De ahí y entrando con ello en el segundo de los motivos de impugnación que haya que dar la razón al recurrente en cuanto que la prueba en la que se hubiese sustentado la acreditación de la existencia de las amenazas leves no existía en realidad, resultado que se habría procedido a la condena por dicha falta con una prueba insuficiente.

Procede en consecuencia la estimación de este motivo de recurso y no tener por acreditada la concurrencia en la conducta del denunciado de la falta de amenazas leves debiendo absolverle de la misma.

TERCERO. Es motivo de recurso también la condena en costas del denunciado y si bien se formulan inicialmente en el escrito de recurso consideraciones con carácter general, lo que realmente se impugna es la posibilidad de que pudiese formar parte de las costas las devengadas por el Letrado del denunciante con el argumento de que no siendo preceptiva la asistencia de Letrado en el juicio de Faltas no procedía su imposición vulnerando ello las previsiones que se contienen en el artículo 124 del Código Penal .

Hay que precisar primeramente que la condena en costas deriva del imperativo legal que se contiene en el artículo 123 del Código Penal .

Otra cuestión es determinar qué partidas deben integrar las costas del proceso en el Juicio de Faltas y en ese punto hay que admitir que la jurisprudencia no es pacifica y que la norma más equitativa deriva de la necesidad de valorar como señalaba el auto del Tribunal Constitucional 24/1993, de 25.1 , la entidad del conflicto aun tratándose de un Juicio de Faltas, ya que ciertamente la intervención del Letrado no es preceptiva.

Pues bien en este caso en concreto nos encontramos con que el tramite seguido en el procedimiento no ha comportado complejidad alguna y por otro lado tan solo la falta privada cual era la de amenazas leves hubiese justificado la intervención de un profesional y la indemnización por los honorarios devengados por dicha infracción.
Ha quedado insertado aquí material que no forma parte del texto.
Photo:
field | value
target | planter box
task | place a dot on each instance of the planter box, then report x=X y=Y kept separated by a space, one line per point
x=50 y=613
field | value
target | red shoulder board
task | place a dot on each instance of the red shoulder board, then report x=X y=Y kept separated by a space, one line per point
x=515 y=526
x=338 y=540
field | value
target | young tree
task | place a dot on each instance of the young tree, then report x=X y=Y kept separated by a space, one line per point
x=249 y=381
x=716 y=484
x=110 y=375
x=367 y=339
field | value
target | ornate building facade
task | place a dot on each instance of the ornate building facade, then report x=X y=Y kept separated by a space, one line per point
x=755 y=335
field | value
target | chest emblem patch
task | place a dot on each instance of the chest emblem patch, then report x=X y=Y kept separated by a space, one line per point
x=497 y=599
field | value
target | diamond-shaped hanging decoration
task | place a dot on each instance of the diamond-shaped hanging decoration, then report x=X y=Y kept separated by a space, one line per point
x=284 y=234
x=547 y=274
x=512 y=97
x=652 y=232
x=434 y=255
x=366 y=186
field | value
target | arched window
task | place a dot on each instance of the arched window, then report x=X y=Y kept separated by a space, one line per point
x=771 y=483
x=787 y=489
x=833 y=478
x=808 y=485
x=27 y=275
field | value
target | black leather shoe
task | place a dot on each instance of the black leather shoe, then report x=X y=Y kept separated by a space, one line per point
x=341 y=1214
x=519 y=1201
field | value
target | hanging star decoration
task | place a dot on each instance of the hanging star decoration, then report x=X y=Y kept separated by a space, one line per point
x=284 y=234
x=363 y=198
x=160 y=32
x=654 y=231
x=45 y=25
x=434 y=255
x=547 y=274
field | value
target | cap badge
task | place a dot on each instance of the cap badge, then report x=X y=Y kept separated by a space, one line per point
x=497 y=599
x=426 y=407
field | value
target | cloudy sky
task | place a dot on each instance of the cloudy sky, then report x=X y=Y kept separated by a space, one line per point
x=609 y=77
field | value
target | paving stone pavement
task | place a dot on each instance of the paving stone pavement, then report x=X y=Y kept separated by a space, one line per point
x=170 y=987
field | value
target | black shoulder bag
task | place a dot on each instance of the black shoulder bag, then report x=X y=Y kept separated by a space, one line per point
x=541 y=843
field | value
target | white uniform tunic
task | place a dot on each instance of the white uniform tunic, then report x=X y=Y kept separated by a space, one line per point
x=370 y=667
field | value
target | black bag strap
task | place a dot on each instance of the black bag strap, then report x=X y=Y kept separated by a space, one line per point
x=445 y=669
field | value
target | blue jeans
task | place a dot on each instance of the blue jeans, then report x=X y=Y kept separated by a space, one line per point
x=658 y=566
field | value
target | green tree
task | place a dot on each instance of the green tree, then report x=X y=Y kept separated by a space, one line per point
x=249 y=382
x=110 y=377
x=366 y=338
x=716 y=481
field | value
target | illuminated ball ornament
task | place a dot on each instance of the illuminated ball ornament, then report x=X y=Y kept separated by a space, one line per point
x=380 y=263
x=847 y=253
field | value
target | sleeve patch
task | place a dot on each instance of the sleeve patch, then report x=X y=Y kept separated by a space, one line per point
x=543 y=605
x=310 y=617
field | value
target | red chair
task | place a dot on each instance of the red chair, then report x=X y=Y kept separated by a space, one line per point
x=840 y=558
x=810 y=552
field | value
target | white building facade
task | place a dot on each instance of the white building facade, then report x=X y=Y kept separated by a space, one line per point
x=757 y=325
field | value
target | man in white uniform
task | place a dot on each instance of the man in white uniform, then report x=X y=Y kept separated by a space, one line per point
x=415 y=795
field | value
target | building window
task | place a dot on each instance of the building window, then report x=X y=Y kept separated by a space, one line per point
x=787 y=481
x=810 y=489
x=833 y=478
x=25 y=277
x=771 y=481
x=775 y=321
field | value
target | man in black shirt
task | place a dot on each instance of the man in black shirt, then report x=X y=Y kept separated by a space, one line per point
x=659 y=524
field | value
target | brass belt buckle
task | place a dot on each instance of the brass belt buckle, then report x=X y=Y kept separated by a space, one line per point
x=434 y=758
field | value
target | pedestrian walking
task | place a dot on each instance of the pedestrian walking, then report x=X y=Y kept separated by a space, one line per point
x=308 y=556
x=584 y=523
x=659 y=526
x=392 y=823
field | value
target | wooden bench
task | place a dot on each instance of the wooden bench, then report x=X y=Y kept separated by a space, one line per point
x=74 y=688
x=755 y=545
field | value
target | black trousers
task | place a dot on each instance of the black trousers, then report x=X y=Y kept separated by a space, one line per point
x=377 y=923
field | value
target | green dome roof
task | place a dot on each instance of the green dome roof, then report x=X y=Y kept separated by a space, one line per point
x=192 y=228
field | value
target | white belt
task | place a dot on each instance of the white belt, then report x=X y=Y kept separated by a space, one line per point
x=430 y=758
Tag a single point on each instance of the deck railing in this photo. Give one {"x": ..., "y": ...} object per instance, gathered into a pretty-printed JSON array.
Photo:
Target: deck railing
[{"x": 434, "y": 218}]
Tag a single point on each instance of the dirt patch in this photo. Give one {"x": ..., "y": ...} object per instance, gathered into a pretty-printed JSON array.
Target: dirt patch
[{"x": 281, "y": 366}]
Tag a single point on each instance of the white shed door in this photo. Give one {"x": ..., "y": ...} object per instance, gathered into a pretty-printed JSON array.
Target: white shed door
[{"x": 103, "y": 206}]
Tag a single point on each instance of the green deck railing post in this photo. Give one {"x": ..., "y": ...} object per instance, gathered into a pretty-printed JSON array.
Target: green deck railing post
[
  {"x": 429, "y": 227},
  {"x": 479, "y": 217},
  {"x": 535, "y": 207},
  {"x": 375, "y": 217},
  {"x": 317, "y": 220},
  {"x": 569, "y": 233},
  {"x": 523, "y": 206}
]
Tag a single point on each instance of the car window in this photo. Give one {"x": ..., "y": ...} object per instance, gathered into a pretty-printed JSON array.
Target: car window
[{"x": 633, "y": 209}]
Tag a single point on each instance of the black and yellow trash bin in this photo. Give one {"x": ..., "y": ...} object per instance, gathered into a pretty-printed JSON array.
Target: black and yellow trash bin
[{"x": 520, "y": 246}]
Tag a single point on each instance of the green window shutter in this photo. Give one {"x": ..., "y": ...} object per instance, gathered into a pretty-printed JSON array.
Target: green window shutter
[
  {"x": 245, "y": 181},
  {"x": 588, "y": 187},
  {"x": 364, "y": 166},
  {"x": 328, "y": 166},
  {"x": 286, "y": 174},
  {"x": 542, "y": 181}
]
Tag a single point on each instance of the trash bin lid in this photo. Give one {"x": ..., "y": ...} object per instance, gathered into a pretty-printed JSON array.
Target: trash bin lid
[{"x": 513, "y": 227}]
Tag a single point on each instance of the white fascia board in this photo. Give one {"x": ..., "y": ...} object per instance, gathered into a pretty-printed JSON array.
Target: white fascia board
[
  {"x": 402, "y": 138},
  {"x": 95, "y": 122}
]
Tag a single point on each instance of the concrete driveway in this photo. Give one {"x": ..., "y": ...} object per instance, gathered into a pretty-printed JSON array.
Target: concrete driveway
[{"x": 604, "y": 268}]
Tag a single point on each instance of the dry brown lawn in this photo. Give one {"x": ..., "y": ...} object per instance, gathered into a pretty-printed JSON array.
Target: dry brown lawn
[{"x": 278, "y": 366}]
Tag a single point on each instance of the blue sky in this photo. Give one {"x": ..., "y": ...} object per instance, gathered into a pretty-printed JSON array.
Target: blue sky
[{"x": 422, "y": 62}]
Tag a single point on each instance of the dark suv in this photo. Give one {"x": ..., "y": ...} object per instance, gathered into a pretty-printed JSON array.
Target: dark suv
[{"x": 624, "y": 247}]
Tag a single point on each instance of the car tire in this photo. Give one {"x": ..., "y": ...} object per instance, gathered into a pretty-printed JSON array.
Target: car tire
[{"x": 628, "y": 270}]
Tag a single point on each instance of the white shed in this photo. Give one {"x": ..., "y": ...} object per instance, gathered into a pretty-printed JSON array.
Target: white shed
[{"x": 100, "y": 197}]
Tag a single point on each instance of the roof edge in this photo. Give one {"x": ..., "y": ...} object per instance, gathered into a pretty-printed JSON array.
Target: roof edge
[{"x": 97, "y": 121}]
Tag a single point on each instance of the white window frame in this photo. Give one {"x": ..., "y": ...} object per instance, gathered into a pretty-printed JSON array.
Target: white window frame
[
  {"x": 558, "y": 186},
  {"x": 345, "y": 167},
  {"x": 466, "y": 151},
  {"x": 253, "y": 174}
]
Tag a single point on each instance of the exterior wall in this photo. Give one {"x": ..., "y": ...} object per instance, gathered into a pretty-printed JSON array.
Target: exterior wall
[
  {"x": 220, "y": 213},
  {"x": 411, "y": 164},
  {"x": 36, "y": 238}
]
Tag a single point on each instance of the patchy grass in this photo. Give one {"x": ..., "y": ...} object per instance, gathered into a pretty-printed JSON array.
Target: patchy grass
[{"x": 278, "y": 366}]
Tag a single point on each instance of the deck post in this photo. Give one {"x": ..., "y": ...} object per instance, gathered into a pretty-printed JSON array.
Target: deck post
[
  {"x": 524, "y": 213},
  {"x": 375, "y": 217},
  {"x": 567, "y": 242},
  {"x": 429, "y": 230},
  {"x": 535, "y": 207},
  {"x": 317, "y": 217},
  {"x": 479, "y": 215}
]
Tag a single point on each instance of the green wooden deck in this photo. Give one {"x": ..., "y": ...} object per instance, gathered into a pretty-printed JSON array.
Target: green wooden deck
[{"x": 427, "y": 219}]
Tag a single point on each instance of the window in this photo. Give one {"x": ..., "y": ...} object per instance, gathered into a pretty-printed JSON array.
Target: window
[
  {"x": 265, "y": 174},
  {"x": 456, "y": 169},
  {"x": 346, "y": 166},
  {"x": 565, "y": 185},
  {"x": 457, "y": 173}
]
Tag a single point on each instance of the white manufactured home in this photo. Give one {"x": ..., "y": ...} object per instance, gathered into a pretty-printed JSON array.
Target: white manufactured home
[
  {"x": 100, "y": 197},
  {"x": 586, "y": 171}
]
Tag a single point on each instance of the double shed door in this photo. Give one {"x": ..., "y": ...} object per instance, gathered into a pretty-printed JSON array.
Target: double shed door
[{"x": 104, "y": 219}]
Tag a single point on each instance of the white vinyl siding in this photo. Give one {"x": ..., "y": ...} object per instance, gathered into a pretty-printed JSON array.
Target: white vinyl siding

Si se tiene en cuenta que el denunciado ha sido absuelto de dicha falta dada la ausencia objetiva de prueba sobre su existencia, todavía existe menos justificación para la imposición en concepto de costas del abono de los honorarios del Letrado del denunciante, por lo que éste motivo de recurso también merece su estimación.

CUARTO. No procede la imposición de costas en esta alzada en atención a las previsiones que se contienen en el artículo 240.1 de la Ley de Enjuiciamiento Criminal , debiendo declararse de oficio.

Por cuanto antecede,

Fallo

que se estima el recurso de apelación planteado por el Letrado de don Alexander contra la sentencia dictada por el Juzgado de Instrucción nº 4 de Móstoles y en consecuencia se revoca la misma debiendo absolver al recurrente de la falta de amenazas leves por las que venía siendo denunciado sin que proceda incluir en las costas que se hayan causado los honorarios del Letrado del denunciante, declarándose de oficio las costas de esta instancia.

No se hace imposición de las costas de esta instancia, que se declaran de oficio.

Contra esta sentencia no cabe ulterior recurso ordinario.

Notifíquese a las partes personadas.

Con testimonio de ella, devuélvanse las actuaciones principales al Juzgado de su procedencia, para su ejecución.

Lo acuerda, manda y firma la Ilustrísima Señora Magistrada doña María Jesús Coronado Buitrago, constituida como órgano unipersonal de apelación.

PUBLICACION.-Dada, leída y publicada la anterior sentencia por la Ilma. Sra. Magistrada que la firma, estando celebrando Audiencia Pública en el mismo día de la fecha, de lo que doy fe.